Head coach Rex Ryan attributed the success to Sanchez's work ethic, resulting in him being on point with his receivers. In particular, Ryan said on Monday in his press conference that the communication with wide receiver Braylon Edwards is noticeably better than last season. Edwards, who was acquired via a trade midway through last year, benefitted from a year in the offense and being in training camp with the team this past summer.
"We're all on the same page," Ryan said of Sanchez and his receivers.
The development of Sanchez from year one as a frightened rookie into a poised veteran is clear to his head coach.
"I think without question he's got a great grasp of our offense, his offense," Ryan said. "He's got much more confidence in himself and his receivers."
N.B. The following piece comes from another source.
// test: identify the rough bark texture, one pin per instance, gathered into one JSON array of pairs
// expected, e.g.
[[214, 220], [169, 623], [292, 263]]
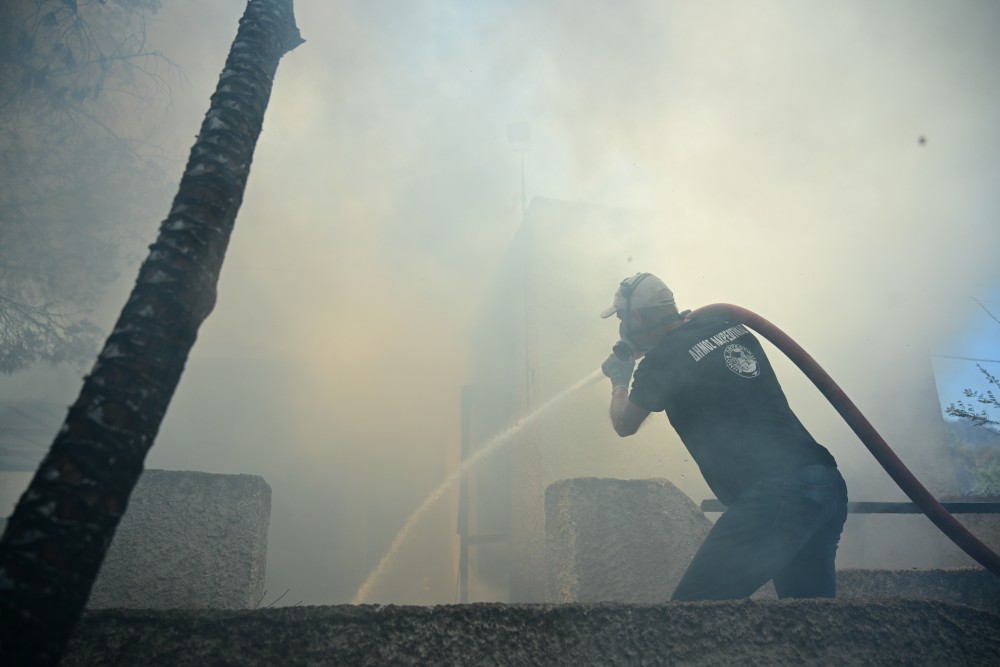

Last year, behind a run-heavy offense, the Jets asked Sanchez to play mistake free football as the team pushed through the end of the regular season and into the playoffs en route to the AFC Championship Game. Fast forward to Sanchez's second season and the Jets are suddenly a team that is asking their quarterback to make plays.
"This year, you're keeping the defenses guessing," said tight end Dustin Keller.
The fact that the New York offense is capable of big plays is something that excites Keller, who doesn't expect to see the vaunted Jets defense consistently being called on to carry the offense any longer.
"Offensively, we don't want to be known as a team that just gets a couple field goals," Keller said.
Sanchez finished the Sunday night game against Miami an impressive 15-28 for 256 yards with three touchdowns.